Bill Gates busted, Albuquerque, 1977Are you concerned about the legality of copying music from your CDs to your computer to your iPod or vice versa?  What the law allows in that regard varies drastically from country to country around the world, so it can get pretty confusing.

Whatever.  Bill Gates says there’s no problem.  At a meeting of technology bloggers convened the other day at Microsoft’s corporate headquarters, he reportedly tossed out this little zinger:

“People should just buy a cd and rip it. You are legal then.”

Hmmm.  If you’re in Canada, that’s true, but my understanding of US law is that it isn’t true.  I think that American law prohibits CD buyers from ripping their CDs at all.

Mr Gates also complained about DRM.

Gates said that no one is satisfied with the current state of DRM, which “causes too much pain for legitmate buyers” while trying to distinguish between legal and illegal uses. He says no one has done it right, yet. There are “huge problems” with DRM, he says, and “we need more flexible models, such as the ability to “buy an artist out for life” (not sure what he means). He also criticized DRM schemes that try to install intelligence in each copy so that it is device specific.

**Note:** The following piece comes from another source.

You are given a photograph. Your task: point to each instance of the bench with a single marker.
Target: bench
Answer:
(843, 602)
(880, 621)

I think he’s got that wrong, too.  I have no problems with DRM, and I suspect that’s true of the average iTunes Music Store customer.  I buy songs through iTunes, download 'em to my iPod, share 'em with other computers at home via our Airport wireless network, burn ’em to CDs, etc.

Of course, he’s criticising device-specific DRM schemes.  Apple makes a killing on the iPod year after year, and Microsoft is only now trying to catch up.  I suspect that Mr Gates is seriously PO’d that Apple has successfully implemented a sound and profitable DRM plan, and Microsoft hasn’t done it right yet.  Rave on, Bill.